There was a lot of choice in the final set of work but I chose to do a pet, a portrait, a wild animal in a setting and people in a scene. All of these were things I felt would stretch me and be a challenge, many of them things I had no experience of perviously. For all of the pieces I worked from photographs I had taken myself.

The pencils I have used are a mixture of Derwent Coloursoft and Faber Castell Polychromos and the paper is either Bockingford HP or Fisk Bristol Board with the coloured paper of the pet portrait being Fabriano Ingres.

I had never attempted a pet portrait before and having lost our last pet some years ago needed to work from a photograph with no chance to look at the real thing. I began with the eyes and believe it is important for these to be right whether it be an animal or human portrait. It is the eyes that help me to capture some of the essence of the individual and if they are not right this will never happen. I spent a lot of time asking my husband if it looked like her. I found the white fur great fun to do, looking for all the colours that make up the white and then making it look realistic, but getting the markings right involved layering colour both within and outside of the markings and was much harder. The finished painting now hangs in pride of place in our home.
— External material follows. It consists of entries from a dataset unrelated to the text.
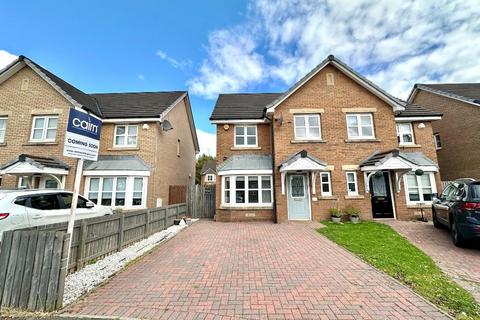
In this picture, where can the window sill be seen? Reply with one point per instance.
(425, 205)
(362, 140)
(246, 207)
(124, 149)
(355, 197)
(245, 148)
(409, 146)
(40, 143)
(308, 141)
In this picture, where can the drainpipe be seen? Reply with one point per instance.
(272, 142)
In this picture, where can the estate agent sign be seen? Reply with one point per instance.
(82, 139)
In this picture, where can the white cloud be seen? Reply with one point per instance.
(208, 142)
(178, 64)
(6, 58)
(394, 43)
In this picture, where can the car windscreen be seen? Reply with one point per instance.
(475, 192)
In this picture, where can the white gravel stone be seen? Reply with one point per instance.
(84, 280)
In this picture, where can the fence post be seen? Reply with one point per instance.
(82, 240)
(121, 224)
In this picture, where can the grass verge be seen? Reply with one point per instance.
(382, 247)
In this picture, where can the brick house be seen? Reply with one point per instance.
(456, 136)
(148, 139)
(208, 173)
(334, 139)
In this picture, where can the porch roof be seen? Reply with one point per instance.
(398, 160)
(302, 161)
(246, 162)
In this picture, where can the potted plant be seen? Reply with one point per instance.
(336, 215)
(353, 213)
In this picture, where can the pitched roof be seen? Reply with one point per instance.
(210, 165)
(136, 104)
(357, 77)
(241, 106)
(118, 162)
(468, 92)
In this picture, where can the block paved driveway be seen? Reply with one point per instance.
(461, 264)
(253, 271)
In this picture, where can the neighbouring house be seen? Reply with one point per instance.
(457, 136)
(334, 139)
(208, 173)
(148, 139)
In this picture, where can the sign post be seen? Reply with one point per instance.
(82, 141)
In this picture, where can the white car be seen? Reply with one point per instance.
(27, 208)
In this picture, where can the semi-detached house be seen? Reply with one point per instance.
(334, 139)
(148, 140)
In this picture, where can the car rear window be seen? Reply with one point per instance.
(475, 192)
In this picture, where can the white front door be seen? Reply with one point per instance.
(298, 197)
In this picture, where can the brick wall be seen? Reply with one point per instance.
(460, 155)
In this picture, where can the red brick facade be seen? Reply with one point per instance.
(332, 102)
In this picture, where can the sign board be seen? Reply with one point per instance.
(82, 139)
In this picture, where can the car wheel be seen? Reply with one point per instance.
(457, 237)
(436, 224)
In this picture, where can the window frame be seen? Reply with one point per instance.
(358, 115)
(400, 135)
(329, 183)
(125, 135)
(437, 140)
(245, 136)
(419, 188)
(355, 181)
(233, 191)
(307, 127)
(3, 130)
(44, 129)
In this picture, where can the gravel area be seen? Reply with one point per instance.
(86, 279)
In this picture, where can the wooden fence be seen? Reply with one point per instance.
(32, 269)
(177, 194)
(201, 201)
(95, 238)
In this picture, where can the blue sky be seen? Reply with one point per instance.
(208, 47)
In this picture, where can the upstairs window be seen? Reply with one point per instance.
(44, 128)
(126, 135)
(405, 133)
(245, 136)
(360, 126)
(307, 127)
(3, 129)
(438, 142)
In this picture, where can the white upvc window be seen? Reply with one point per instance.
(245, 136)
(44, 128)
(352, 184)
(3, 128)
(307, 127)
(247, 190)
(419, 189)
(325, 184)
(118, 192)
(125, 135)
(360, 126)
(405, 133)
(437, 140)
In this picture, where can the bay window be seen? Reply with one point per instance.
(360, 126)
(122, 192)
(248, 190)
(419, 189)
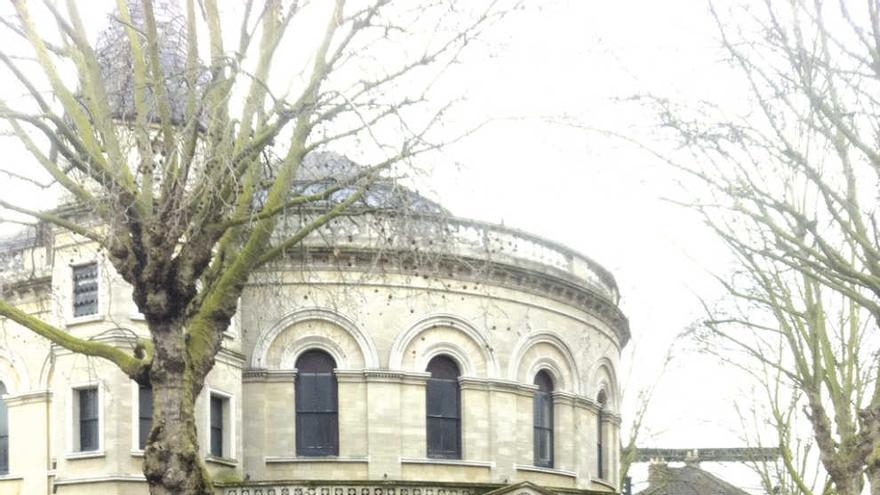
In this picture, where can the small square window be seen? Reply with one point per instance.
(85, 290)
(86, 419)
(220, 430)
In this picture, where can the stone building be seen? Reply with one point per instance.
(686, 480)
(452, 357)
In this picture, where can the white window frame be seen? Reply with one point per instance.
(136, 450)
(73, 448)
(228, 427)
(68, 299)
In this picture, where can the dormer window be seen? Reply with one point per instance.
(85, 290)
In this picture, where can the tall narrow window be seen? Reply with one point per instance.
(543, 419)
(4, 433)
(88, 418)
(145, 414)
(317, 412)
(85, 289)
(444, 409)
(217, 433)
(600, 447)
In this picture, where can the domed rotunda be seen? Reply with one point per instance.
(397, 351)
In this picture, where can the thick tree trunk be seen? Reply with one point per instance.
(172, 462)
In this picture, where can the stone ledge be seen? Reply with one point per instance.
(301, 459)
(447, 462)
(538, 469)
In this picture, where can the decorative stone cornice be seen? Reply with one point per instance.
(552, 471)
(36, 397)
(565, 398)
(267, 376)
(546, 283)
(394, 376)
(494, 385)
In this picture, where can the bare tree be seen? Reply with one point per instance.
(789, 183)
(181, 170)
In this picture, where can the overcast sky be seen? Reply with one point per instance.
(597, 194)
(605, 197)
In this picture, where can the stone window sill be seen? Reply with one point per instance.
(223, 461)
(447, 462)
(602, 482)
(90, 454)
(538, 469)
(82, 320)
(329, 458)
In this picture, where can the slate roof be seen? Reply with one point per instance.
(687, 480)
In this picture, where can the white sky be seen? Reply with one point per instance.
(599, 195)
(603, 196)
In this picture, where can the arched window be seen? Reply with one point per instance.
(602, 399)
(317, 412)
(543, 419)
(4, 433)
(444, 409)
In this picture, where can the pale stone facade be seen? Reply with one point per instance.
(502, 304)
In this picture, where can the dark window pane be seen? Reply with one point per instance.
(543, 447)
(443, 438)
(315, 362)
(600, 461)
(217, 425)
(85, 290)
(4, 433)
(88, 419)
(316, 434)
(317, 428)
(544, 382)
(316, 392)
(88, 434)
(145, 414)
(443, 367)
(443, 409)
(542, 412)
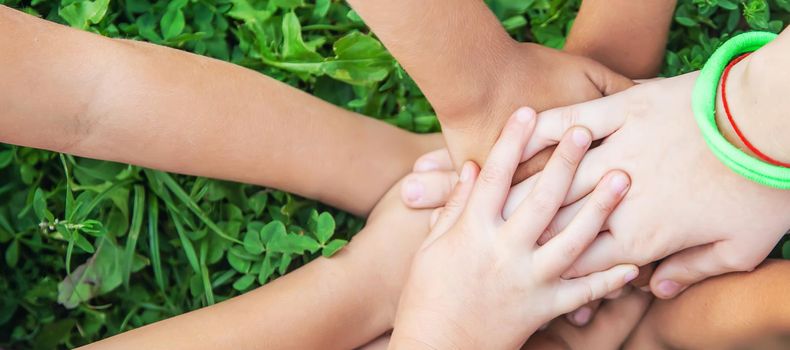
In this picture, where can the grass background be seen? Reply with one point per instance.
(90, 248)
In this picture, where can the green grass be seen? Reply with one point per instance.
(91, 249)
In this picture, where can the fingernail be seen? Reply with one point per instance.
(424, 165)
(631, 275)
(668, 288)
(580, 137)
(466, 172)
(619, 183)
(582, 316)
(524, 115)
(414, 190)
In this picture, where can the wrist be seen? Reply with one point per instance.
(429, 330)
(754, 95)
(476, 94)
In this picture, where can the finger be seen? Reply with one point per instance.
(579, 291)
(533, 165)
(428, 189)
(540, 206)
(495, 180)
(602, 117)
(685, 268)
(618, 293)
(645, 273)
(595, 164)
(560, 221)
(639, 248)
(558, 254)
(435, 216)
(614, 322)
(432, 161)
(582, 316)
(457, 203)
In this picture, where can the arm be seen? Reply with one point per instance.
(757, 102)
(474, 74)
(337, 303)
(627, 36)
(734, 309)
(732, 223)
(75, 92)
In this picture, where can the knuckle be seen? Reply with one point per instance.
(567, 159)
(572, 248)
(493, 173)
(734, 261)
(602, 205)
(543, 201)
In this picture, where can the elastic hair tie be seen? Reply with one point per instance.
(704, 107)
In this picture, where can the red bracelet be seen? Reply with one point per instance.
(738, 131)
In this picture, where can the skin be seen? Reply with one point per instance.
(627, 36)
(87, 114)
(315, 306)
(480, 281)
(473, 104)
(737, 227)
(747, 309)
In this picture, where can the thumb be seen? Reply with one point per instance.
(692, 265)
(456, 204)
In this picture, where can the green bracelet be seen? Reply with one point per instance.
(704, 106)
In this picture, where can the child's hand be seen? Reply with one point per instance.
(613, 325)
(684, 204)
(525, 74)
(482, 282)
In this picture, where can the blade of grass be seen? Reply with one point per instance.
(207, 289)
(153, 241)
(138, 209)
(179, 192)
(186, 244)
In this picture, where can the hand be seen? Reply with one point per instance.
(613, 325)
(684, 203)
(430, 185)
(526, 74)
(480, 281)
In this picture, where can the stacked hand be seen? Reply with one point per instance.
(684, 205)
(525, 74)
(480, 281)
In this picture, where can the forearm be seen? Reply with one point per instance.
(627, 36)
(451, 48)
(756, 94)
(337, 303)
(737, 308)
(76, 92)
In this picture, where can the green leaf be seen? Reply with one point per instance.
(12, 253)
(325, 227)
(332, 248)
(294, 48)
(757, 13)
(243, 283)
(138, 210)
(322, 8)
(172, 23)
(271, 230)
(40, 205)
(293, 244)
(80, 14)
(5, 158)
(359, 60)
(252, 242)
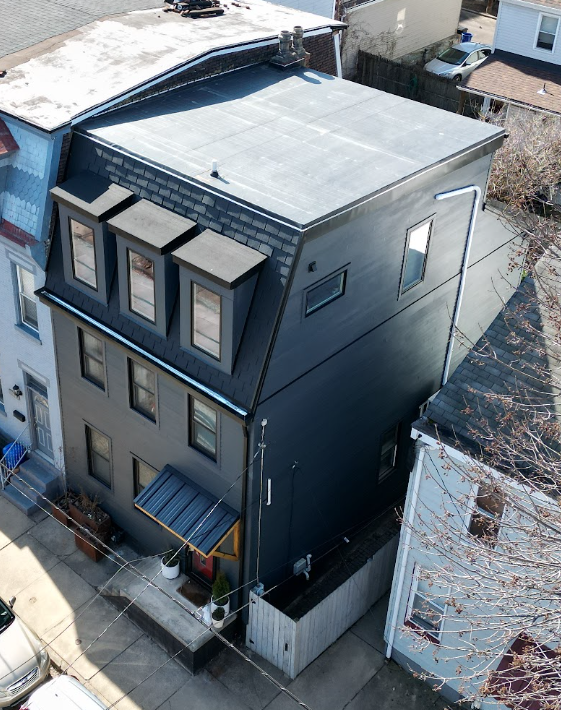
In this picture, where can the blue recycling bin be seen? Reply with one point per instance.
(13, 454)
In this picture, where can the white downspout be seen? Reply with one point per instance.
(406, 544)
(443, 196)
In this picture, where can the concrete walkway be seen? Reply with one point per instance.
(56, 585)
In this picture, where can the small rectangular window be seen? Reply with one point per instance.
(82, 242)
(416, 256)
(142, 390)
(142, 294)
(206, 320)
(92, 359)
(388, 452)
(99, 455)
(203, 427)
(27, 300)
(547, 32)
(427, 605)
(325, 293)
(486, 518)
(143, 475)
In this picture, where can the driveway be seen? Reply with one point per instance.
(56, 589)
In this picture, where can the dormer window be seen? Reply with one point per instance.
(217, 281)
(142, 293)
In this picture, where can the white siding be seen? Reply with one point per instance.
(516, 32)
(394, 28)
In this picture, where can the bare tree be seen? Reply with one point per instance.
(492, 535)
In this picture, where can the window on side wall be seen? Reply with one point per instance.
(27, 300)
(416, 251)
(486, 518)
(426, 607)
(142, 293)
(207, 320)
(82, 244)
(142, 390)
(327, 291)
(547, 32)
(99, 455)
(92, 358)
(203, 427)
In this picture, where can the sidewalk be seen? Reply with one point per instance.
(56, 586)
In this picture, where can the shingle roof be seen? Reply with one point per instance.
(515, 78)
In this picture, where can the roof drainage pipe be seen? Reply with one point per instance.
(456, 316)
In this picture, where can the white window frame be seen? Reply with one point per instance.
(539, 29)
(432, 634)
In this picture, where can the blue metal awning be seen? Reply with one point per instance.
(186, 510)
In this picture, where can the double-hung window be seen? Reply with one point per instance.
(207, 320)
(416, 254)
(547, 32)
(99, 455)
(142, 390)
(486, 517)
(27, 300)
(82, 243)
(203, 428)
(426, 607)
(142, 293)
(92, 359)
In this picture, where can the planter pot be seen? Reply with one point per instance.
(99, 528)
(170, 572)
(226, 607)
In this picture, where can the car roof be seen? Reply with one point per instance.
(63, 693)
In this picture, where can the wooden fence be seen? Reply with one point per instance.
(411, 82)
(291, 644)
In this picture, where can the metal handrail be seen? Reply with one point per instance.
(5, 470)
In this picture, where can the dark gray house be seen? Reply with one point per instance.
(299, 292)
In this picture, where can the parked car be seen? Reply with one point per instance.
(23, 661)
(459, 60)
(63, 693)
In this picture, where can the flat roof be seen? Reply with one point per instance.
(92, 195)
(49, 86)
(150, 225)
(219, 258)
(300, 145)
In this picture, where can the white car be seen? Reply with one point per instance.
(63, 693)
(459, 60)
(23, 661)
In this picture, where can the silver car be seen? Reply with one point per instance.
(459, 60)
(23, 661)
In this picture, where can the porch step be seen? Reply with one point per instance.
(17, 498)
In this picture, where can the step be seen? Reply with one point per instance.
(28, 507)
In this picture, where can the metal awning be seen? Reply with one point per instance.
(186, 510)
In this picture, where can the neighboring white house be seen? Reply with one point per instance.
(524, 70)
(456, 613)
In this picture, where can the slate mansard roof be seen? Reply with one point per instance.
(292, 148)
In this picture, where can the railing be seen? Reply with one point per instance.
(9, 462)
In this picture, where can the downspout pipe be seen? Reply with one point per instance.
(477, 198)
(421, 450)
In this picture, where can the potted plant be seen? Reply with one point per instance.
(220, 593)
(170, 564)
(218, 617)
(86, 512)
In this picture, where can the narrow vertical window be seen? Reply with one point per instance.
(142, 294)
(99, 456)
(82, 242)
(27, 300)
(203, 427)
(416, 256)
(92, 359)
(142, 390)
(206, 320)
(547, 32)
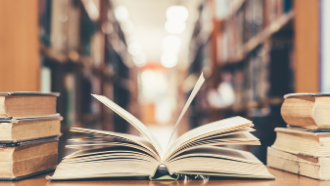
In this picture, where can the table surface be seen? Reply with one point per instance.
(282, 179)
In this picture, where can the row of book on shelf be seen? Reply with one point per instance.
(266, 73)
(30, 130)
(250, 19)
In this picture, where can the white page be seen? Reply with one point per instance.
(132, 120)
(191, 97)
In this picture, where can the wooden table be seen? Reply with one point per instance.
(282, 179)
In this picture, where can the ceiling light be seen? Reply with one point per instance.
(121, 13)
(127, 26)
(175, 27)
(140, 60)
(171, 44)
(134, 48)
(169, 60)
(177, 13)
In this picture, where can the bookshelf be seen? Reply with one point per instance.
(85, 52)
(19, 57)
(262, 50)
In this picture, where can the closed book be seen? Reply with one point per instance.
(27, 104)
(16, 129)
(310, 166)
(27, 158)
(302, 141)
(307, 110)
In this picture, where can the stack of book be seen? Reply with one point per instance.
(29, 134)
(303, 147)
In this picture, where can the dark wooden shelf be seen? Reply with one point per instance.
(264, 35)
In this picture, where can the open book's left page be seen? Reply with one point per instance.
(132, 120)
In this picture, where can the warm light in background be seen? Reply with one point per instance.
(177, 13)
(134, 48)
(174, 27)
(121, 13)
(171, 44)
(176, 24)
(169, 60)
(140, 60)
(176, 17)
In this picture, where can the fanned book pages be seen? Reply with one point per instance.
(105, 154)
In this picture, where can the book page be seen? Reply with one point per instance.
(132, 120)
(191, 97)
(210, 129)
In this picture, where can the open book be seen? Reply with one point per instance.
(105, 154)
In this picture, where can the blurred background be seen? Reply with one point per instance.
(146, 55)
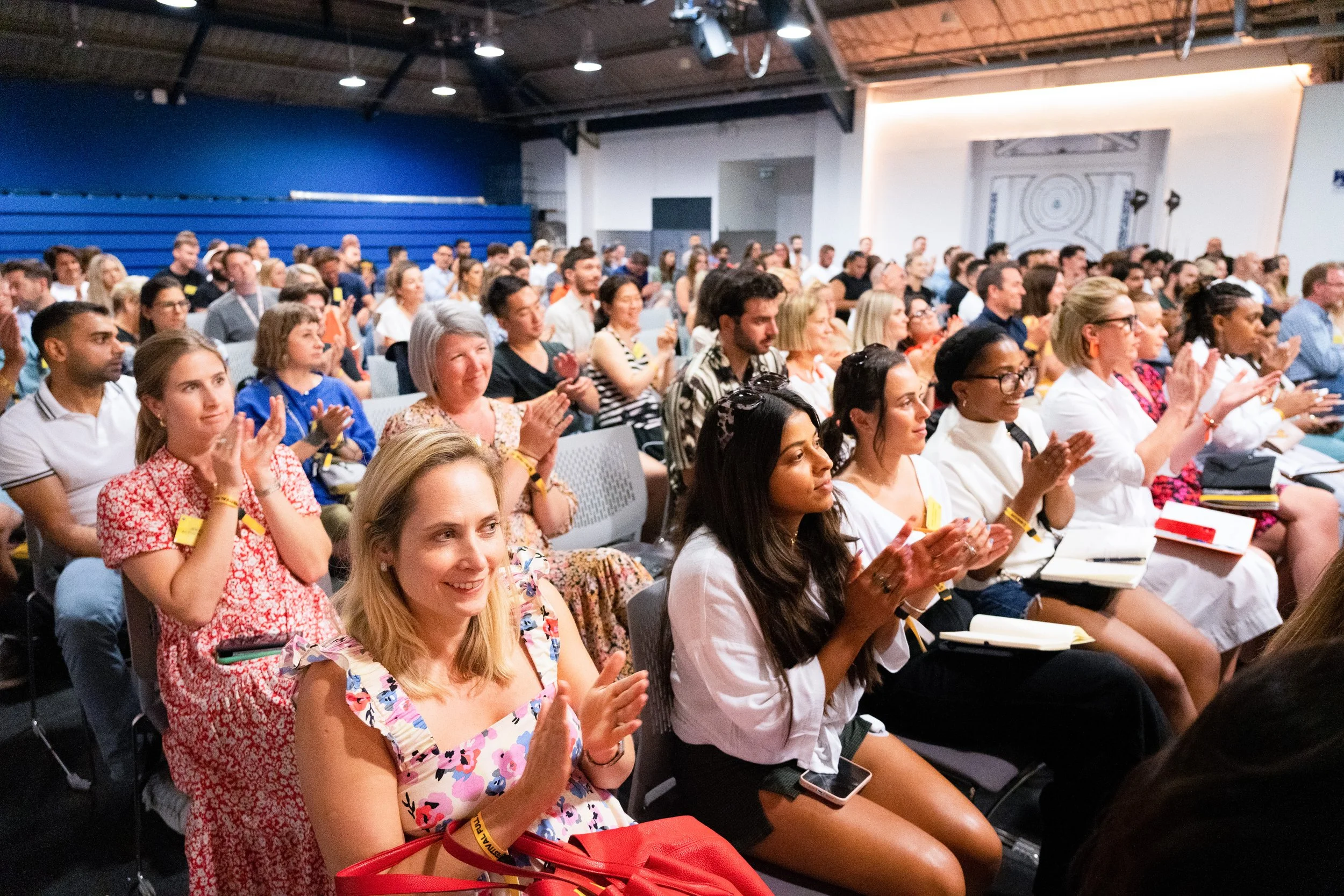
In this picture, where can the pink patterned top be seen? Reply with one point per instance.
(437, 786)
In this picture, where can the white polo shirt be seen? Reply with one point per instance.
(41, 439)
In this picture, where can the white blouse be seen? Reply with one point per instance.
(1109, 489)
(818, 393)
(725, 691)
(982, 464)
(1246, 426)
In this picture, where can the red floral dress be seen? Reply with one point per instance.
(1184, 488)
(232, 728)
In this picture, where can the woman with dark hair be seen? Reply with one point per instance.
(776, 632)
(1226, 318)
(1002, 465)
(1246, 802)
(1088, 715)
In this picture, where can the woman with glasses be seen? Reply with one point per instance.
(1229, 599)
(776, 632)
(1002, 465)
(1085, 714)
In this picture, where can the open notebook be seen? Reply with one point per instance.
(1002, 632)
(1111, 556)
(1214, 529)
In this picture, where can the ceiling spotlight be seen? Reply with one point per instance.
(351, 80)
(795, 26)
(588, 58)
(444, 89)
(490, 46)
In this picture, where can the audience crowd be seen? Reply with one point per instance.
(366, 634)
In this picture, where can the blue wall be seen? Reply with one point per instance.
(101, 140)
(140, 232)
The portrait was only my second one in any medium but I have, through the use of coloured pencils discovered a love of portraiture that I might not have found otherwise as it was not a subject I had ever considered. This portrait is of a woman I came across telling fortunes in Havana, Cuba. I was drawn to her energy, the way she held herself and of course her clothes. I understand from my tutor how deeper, darker darks and lighter lights would have made the face more rounded though. I still have much to learn. The lace blouse was much easier to do than I had expected and getting the right greys actually involved lilacs, blues, pinks, yellows, cream and reds and no greys at all.


I chose a Lilac Breasted Roller for my wild animal in a setting because of its colours and this was the first time I had attempted a bird of any kind. I found the feathers hard to get right in places, to make them lay properly and look realistic and from my tutors feedback can now see how some darker areas would have given the feathers more shape making the bird more 3D. The need to have more tonal value is something my tutor has pointed out and that I need to be mindful of. The really dark areas, without resorting to black which can be very flat, do take many layers and some surprising colour mixing.


The final piece of the final set, people in a scene, is probably the one that I spent the most time on, somewhere around 60+ hrs. It was certainly the most complex piece. The reference photo was taken in Amritsar, India. The part of it I enjoyed doing the most was the Banyan Tree and one day I spent around 3hrs working on a section about 2 inches by 1 inch! I found myself avoiding the faces for a while but they were surprisingly fun to do, the cloth of the robes less so although I am pleased with the end result.


Having finished the course and looking back I can see how much it has improved my drawing skills and how differently I am now looking at the colours that make up the overall colour of something. It has challenged me and stretched me in so many ways both in terms of how I work and the subject matter.

I am now looking forward to doing some mixed media work so I can combine coloured pencils and watercolours to see where it takes me. My next piece though is currently a work in progress. I have almost finished the coloured pencil part and am planning on working with watercolour pencils for the background which will give me a little more control than actual watercolours. Although at a workshop the other week I saw the effect that sanding watercolour pencil onto damp paper can have so that technique will undoubtably find its way into the background too.